Multi-Modality¶
Note
This tutorial requires a Unitxt installation.
Introduction¶
This tutorial explores multi-modality processing with Unitxt, focusing on handling image-text-to-text datasets and creating an evaluation and inference pipeline. By the end, you’ll be equipped to process complex multi-modal data efficiently.
Part 1: Understanding Image-Text to Text Tasks¶
Image-text to text tasks involve providing a model with a combination of text and images and expecting a textual answer. These tasks are increasingly relevant in modern AI applications.
Tutorial Overview¶
We’ll create an image-text to text evaluation pipeline using Unitxt, concentrating on a document visual question answering (DocVQA) task. This task involves asking questions about images and generating textual answers.
Part 2: Data Preparation¶
Creating a Unitxt DataCard¶
Our first step is to prepare the data using a Unitxt DataCard. If you it’s your first time adding a DataCard we recommend reading the Adding Datasets Tutorial.
Dataset Selection¶
We’ll use the doc_vqa
dataset from Hugging Face, formatting it for a question-answering task. Specifically, we’ll use the tasks.qa.with_context.abstractive
task from the Unitxt Catalog.
DataCard Implementation¶
Our goal in the DataCard will be to adjust the data as it comes from hugginface to task schema.

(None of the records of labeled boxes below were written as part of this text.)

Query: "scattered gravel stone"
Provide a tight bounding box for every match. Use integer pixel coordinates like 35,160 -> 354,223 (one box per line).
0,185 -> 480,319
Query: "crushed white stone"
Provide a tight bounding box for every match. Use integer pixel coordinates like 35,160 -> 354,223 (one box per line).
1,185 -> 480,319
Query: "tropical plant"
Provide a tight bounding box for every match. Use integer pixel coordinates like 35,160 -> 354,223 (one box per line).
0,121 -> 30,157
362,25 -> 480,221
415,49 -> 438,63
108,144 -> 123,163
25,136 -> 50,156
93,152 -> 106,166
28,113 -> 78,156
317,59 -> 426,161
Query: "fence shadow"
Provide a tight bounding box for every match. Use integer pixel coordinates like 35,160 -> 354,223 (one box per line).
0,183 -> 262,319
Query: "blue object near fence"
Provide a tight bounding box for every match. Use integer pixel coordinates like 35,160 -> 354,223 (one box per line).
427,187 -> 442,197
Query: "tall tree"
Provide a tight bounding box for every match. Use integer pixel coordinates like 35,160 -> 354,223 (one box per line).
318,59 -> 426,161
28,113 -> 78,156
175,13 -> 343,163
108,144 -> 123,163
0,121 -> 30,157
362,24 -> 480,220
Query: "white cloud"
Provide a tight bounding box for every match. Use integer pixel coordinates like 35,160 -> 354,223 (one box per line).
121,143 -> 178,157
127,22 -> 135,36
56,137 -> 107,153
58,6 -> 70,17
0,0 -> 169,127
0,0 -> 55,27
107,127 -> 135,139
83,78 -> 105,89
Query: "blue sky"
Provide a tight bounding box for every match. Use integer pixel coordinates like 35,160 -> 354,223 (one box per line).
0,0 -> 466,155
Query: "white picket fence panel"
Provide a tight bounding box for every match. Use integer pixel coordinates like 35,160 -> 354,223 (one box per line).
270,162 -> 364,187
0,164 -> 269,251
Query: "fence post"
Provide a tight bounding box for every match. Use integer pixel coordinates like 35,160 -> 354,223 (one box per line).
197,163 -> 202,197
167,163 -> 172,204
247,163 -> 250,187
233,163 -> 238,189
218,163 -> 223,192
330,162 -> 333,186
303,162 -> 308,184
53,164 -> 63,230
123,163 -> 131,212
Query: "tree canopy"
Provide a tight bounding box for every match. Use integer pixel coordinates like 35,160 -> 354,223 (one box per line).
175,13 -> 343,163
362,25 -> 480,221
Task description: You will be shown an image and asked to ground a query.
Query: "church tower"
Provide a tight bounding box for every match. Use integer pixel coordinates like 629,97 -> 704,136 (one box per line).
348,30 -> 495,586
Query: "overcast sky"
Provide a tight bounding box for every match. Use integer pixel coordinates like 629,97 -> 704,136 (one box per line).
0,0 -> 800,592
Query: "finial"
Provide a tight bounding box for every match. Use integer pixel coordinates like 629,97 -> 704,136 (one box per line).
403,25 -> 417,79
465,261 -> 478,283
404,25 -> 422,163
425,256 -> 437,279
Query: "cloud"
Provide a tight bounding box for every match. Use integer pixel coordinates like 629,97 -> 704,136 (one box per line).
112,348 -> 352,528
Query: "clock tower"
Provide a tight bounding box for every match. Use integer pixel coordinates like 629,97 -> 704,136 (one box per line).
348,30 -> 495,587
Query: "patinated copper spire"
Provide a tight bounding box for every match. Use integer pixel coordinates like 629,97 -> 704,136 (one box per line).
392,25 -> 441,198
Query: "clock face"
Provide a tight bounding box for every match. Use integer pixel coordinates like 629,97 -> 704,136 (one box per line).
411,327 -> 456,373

Create a Python file named doc_vqa.py
and implement the DataCard as follows:
from unitxt.blocks import LoadHF, Set, TaskCard
from unitxt.collections_operators import Explode, Wrap
from unitxt.image_operators import ImageToText
from unitxt.operators import Copy
card = TaskCard(
loader=LoadHF(path="cmarkea/doc-vqa"),
preprocess_steps=[
"splitters.small_no_dev",
Explode(field=f"qa/en", to_field="pair"),
Copy(field="pair/question", to_field="question"),
Copy(field="pair/answer", to_field="answers"),
Wrap(field="answers", inside="list"),
Set(fields={"context_type": "image"}),
ImageToText(field="image", to_field="context"),
],
task="tasks.qa.with_context.abstractive",
templates="templates.qa.with_context.all",
)
The ImageToText Operator¶
The ImageToText
operator is a key component that integrates the image into the text, allowing inference engines to process both elements simultaneously.
Testing and Catalog Addition¶
Test the card and add it to the catalog:
test_card(card)
add_to_catalog(card, f"cards.doc_vqa.en", overwrite=True)
Part 3: Inference and Evaluation¶
With our data prepared, we can now test model performance.
Pipeline Setup¶
Set up the inference and evaluation pipeline:
from unitxt.api import evaluate, load_dataset
from unitxt.inference import HFLlavaInferenceEngine
from unitxt.text_utils import print_dict
# Initialize the inference model
model = HFLlavaInferenceEngine(
model_name="llava-hf/llava-interleave-qwen-0.5b-hf", max_new_tokens=32
)
# Load and prepare the dataset
dataset = load_dataset(
card="cards.doc_vqa.en",
template="templates.qa.with_context.title",
format="formats.models.llava_interleave",
loader_limit=30,
split="test"
)
# Select a subset for testing
dataset = dataset.select(range(5))
Executing Inference and Evaluation¶
Run the model and evaluate the results:
# Perform inference
predictions = model(dataset)
# Evaluate the predictions
results = evaluate(predictions=predictions, data=dataset)
# Print the results
print(results.global_scores.summary)
print(results.instances_scores.summary)
Conclusion¶
You have now successfully implemented an image-text to text evaluation pipeline with Unitxt. This tool enables the processing of complex multi-modal data, opening up new possibilities for AI applications.
We encourage you to explore further by experimenting with different datasets, models, and tasks to fully leverage Unitxt’s capabilities in multi-modal processing.